En 1997, les membres de la Convention, la CITES, ont convenu de mettre en place un système d’information sur le commerce des éléphants permettant de suivre le trafic illégal d’ivoire. En 2015, la page Web de la Convention sur la CITES mentionnait plus de 10 300 cas de trafic illégal d'ivoire depuis 1989. À mesure que la base de données se développe, elle aide à orienter les efforts internationaux visant à mettre un terme aux opérations de contrebande d'ivoire.

Il existe de nombreux autres efforts de la base et des ONG pour lutter contre le braconnage. Dans le cadre de son travail avec le Développement rural intégré et la conservation de la nature (IRDNC), John Kasaona a supervisé un programme de gestion communautaire des ressources naturelles en Namibie qui a transformé les braconniers en "gardiens".

Comme il l'a expliqué, de nombreux braconniers de la région ont grandi, braconnés pour leur subsistance - soit pour se nourrir, soit pour l'argent dont leur famille avait besoin pour survivre. En engageant ces hommes qui connaissaient si bien la terre et en les sensibilisant à la valeur de la faune sauvage pour leurs communautés, le programme de Kasaona a permis de faire d’énormes progrès contre le braconnage en Namibie.

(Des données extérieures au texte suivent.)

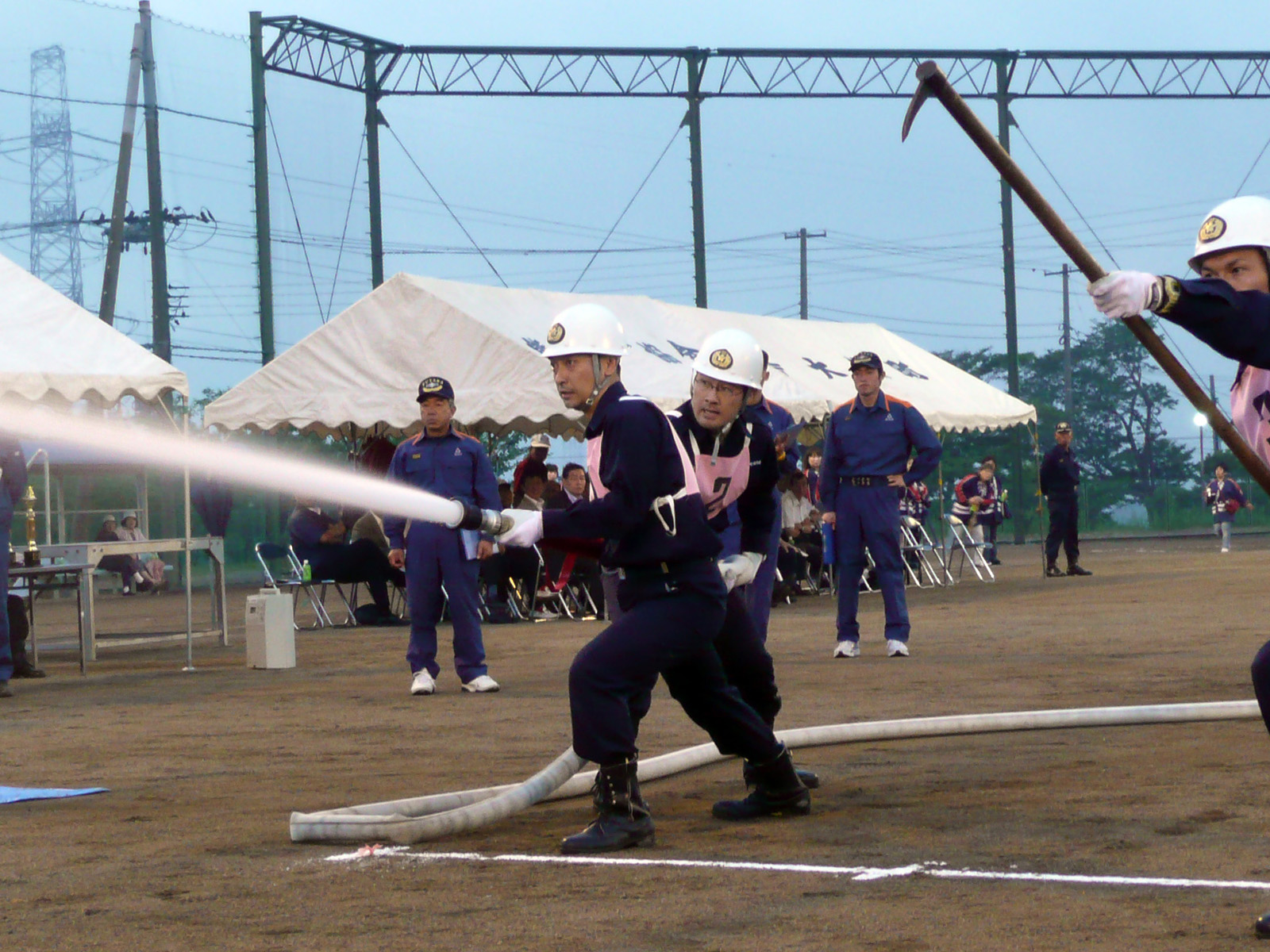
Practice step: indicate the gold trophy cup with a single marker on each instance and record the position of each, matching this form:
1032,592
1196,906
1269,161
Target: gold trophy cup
32,555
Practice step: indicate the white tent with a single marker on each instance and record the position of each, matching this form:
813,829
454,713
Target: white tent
57,352
364,367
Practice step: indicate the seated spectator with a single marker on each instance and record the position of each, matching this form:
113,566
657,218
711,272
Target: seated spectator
318,539
800,530
533,486
586,569
126,565
152,565
976,501
539,448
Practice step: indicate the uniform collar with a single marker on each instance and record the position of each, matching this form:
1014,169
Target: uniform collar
607,400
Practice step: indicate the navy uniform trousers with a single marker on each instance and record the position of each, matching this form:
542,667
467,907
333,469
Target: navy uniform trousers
1064,517
668,626
869,516
435,556
6,651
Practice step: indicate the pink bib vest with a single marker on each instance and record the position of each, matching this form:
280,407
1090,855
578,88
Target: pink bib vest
1250,409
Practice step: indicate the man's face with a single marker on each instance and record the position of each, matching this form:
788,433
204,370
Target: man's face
575,482
714,403
868,380
575,378
1242,268
436,414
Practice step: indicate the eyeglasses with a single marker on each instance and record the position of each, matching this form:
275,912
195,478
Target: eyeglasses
711,386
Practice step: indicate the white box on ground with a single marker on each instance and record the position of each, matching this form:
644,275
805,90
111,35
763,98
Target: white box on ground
271,636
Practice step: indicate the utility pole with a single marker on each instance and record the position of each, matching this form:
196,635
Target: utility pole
803,235
114,244
1067,338
692,120
260,167
158,249
55,257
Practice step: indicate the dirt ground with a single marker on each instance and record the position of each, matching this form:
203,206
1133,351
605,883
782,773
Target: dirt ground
190,850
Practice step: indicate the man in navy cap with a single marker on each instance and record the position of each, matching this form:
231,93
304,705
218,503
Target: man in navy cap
448,463
867,448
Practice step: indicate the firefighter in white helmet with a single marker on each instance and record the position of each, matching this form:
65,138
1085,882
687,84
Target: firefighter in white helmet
1229,309
648,511
736,463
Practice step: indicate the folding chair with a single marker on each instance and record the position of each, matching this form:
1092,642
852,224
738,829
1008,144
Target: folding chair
969,547
918,550
283,562
349,621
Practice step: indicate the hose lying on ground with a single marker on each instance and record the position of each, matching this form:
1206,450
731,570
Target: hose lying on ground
419,819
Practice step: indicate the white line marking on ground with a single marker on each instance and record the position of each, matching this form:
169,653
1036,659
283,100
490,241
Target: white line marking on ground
859,873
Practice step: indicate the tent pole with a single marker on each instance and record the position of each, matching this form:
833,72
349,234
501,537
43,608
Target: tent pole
190,603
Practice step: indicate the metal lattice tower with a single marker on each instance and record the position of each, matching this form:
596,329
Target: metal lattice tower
55,254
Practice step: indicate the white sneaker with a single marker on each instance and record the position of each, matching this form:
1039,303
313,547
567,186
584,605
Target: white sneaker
480,685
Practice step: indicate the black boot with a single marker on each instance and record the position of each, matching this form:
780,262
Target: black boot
624,818
778,793
808,778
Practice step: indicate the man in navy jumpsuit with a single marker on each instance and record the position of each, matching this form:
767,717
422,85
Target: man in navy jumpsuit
672,593
13,486
454,465
778,420
1060,476
867,448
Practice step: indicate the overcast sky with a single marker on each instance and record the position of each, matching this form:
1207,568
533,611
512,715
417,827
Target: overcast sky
914,232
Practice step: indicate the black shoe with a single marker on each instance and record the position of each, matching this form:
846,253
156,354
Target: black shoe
778,793
808,778
624,818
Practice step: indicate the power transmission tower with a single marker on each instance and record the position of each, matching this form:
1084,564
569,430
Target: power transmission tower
55,257
803,235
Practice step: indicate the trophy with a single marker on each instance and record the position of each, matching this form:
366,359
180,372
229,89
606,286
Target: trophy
32,555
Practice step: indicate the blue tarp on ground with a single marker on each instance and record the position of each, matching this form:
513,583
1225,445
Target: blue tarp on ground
14,795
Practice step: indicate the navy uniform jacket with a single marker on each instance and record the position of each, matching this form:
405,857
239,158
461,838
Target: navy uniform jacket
876,441
1233,323
756,507
1060,473
638,463
776,419
13,480
454,466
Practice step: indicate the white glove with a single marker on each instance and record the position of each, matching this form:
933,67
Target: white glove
526,530
1127,294
740,569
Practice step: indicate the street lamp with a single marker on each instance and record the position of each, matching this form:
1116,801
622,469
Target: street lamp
1202,422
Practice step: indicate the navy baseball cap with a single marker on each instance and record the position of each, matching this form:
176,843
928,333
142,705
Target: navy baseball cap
437,387
867,359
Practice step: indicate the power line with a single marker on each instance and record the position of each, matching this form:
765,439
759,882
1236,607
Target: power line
425,177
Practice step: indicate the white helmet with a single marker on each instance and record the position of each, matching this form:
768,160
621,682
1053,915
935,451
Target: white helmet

Les efforts internationaux visant à lutter contre la vente d’ivoire et d’autres produits animaux africains dans les pays de l’Ouest et de l’Est, de même que la lutte contre le braconnage en Afrique, sont le seul moyen de ramener le braconnage en Afrique à des niveaux durables.

Sources

  • Steinhart, Edward,Braconniers noirs, chasseurs blancs: histoire sociale de la chasse au Kenya
  • Vira, Varun, Thomas Ewing et Jackson Miller. "Hors d'Afrique cartographiant le commerce mondial de l'ivoire d'éléphant illicite" C4AD, (Août 2014).
  • "Qu'est-ce que la CITES?" Convention sur le commerce international des espèces de faune et de flore sauvages menacées d'extinction, page Web, (consulté le 29 décembre 2015).


Voir la vidéo: Sergio Lopez se bat contre le braconnage en Afrique (Août 2022).